Selon la croyance populaire, les petits salaires sont l’apanage des petites entreprises. Erreur ! Au contraire, ce sont les employés des grandes entreprises et des multinationales ou leurs franchisés qui perçoivent des salaires limités aux minima, alors que les employeurs ont vu leurs résultats progresser (au pire, stagner), durant les crises successives depuis 2008.
Un rapport publié aux Etats-Unis l’année dernière dans le cadre de discussions sur une réforme du droit du travail (1), estime la proportion d’employés aux salaires minima travaillant dans les entreprises de plus de cent salariés, aux deux-tiers de l’ensemble des américains les moins bien payés. Ces entreprises portent, pour la plupart, des enseignes mondialement connus comme WalMart, McDonald’s et Yum!, la maison mère de Pizza Hut, KFC et Taco Bell.
Parmi les 50 plus grands employeurs de main d’œuvre aux salaires minima, 45 avaient dégagé des bénéfices durant leurs derniers exercices et 37 avaient amélioré leurs résultats au cours de la récession.
En dollars constants depuis sa création dans les années 1960, le salaire minimum serait aujourd’hui de plus de $10,00 de l’heure, observe le rapport. Les syndicats vont plus loin en comparant la productivité de l’époque et celle d’aujourd’hui, faisant ressortir un taux horaire de $ 21,72 (1).

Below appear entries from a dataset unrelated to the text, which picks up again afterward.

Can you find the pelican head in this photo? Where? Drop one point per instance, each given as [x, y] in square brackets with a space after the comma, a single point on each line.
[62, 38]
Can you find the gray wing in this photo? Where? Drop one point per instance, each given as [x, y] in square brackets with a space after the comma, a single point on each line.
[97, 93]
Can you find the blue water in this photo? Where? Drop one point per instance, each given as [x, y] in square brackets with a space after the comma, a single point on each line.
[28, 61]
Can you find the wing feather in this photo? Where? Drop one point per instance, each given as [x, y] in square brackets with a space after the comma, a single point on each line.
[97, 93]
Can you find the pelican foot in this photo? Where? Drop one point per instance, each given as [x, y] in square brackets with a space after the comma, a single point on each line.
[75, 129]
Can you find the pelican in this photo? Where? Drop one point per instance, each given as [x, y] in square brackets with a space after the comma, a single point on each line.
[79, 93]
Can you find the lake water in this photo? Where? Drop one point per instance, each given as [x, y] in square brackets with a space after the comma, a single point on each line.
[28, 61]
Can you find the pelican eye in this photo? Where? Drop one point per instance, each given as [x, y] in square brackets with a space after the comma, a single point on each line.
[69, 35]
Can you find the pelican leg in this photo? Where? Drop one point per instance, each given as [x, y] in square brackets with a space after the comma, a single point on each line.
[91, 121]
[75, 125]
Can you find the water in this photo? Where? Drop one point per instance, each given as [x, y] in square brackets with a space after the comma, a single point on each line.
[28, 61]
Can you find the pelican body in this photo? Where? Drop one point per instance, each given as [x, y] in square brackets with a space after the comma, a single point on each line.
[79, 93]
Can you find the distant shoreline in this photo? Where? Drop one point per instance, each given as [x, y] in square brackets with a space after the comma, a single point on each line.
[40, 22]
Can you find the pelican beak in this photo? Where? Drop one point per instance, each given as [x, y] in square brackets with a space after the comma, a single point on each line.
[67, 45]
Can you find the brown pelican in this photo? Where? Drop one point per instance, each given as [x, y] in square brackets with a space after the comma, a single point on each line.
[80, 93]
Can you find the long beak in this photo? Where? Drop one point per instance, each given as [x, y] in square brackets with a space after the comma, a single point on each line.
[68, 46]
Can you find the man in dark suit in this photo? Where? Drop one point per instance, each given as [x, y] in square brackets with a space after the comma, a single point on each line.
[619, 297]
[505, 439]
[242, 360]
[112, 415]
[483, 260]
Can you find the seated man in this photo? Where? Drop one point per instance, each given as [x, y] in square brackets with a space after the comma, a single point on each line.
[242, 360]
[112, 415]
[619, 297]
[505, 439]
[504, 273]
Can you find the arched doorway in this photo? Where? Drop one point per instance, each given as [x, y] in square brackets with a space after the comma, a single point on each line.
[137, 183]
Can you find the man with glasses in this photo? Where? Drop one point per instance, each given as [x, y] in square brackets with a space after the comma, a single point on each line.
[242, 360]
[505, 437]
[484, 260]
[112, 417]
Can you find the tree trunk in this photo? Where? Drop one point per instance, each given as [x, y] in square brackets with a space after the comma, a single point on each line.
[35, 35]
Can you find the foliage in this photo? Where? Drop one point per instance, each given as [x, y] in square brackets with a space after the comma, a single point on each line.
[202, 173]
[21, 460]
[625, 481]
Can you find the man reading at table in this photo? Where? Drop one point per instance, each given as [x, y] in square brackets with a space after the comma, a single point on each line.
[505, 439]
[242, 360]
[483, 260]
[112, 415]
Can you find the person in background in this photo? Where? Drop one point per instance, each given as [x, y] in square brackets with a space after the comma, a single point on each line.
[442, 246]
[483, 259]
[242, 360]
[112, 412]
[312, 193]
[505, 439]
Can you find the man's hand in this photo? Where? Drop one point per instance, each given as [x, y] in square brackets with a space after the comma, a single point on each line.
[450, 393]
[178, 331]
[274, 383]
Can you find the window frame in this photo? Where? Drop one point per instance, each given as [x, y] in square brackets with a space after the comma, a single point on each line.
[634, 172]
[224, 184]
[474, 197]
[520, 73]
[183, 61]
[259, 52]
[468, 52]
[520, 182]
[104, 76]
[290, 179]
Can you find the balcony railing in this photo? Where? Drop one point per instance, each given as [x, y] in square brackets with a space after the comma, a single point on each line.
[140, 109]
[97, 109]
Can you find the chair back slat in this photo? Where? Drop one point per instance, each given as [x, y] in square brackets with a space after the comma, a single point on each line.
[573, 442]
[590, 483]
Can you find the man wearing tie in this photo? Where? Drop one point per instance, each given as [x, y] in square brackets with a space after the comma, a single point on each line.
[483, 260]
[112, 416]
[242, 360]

Il est en réalité de $7,25 depuis 2009 et son augmentation, promise par Barack Obama, est bloquée par son opposition politique qui, par ailleurs, remet en cause le droit syndical et la législation sociale dans de nombreux états.
Les auteurs en concluent à un déséquilibre du partage des richesses. Les plus grands employeurs de main d’œuvre à bas salaire génèrent des résultats au-delà des niveaux obtenus avant la récession, les partageant généreusement avec leurs directoires et actionnaires ; ils pourraient facilement supporter une hausse des salaires minima pour leurs salariés les moins avantagés.
Leur thèse est soutenue par une comparaison des salaires moyens des 10 états américains (industrialisés à l’exception de l’Alaska) les plus touchés, qui montre une dégradation sur les vingt dernières années (Tableau 1).
En France, le salaire moyen net comparable aux montants du tableau 1, s’établissait en 2010, à 13,86 €. Mais ici, l’ensemble des plus bas salaires est financé en partie par l’État grâce aux remises Fillon, et maintenant, le CICE (2). Ainsi, en 2010, tous les salaires jusqu’à 14,17 € étaient partiellement… les américains diraient « subventionnés ».
En déduisant la part de « subvention » du SMIC brut de 2010 (8,86 € – 26%), on obtient 6,56 € à comparer aux montants du second tableau et 6,60 € aujourd’hui (9,43€ – 26% – 4%).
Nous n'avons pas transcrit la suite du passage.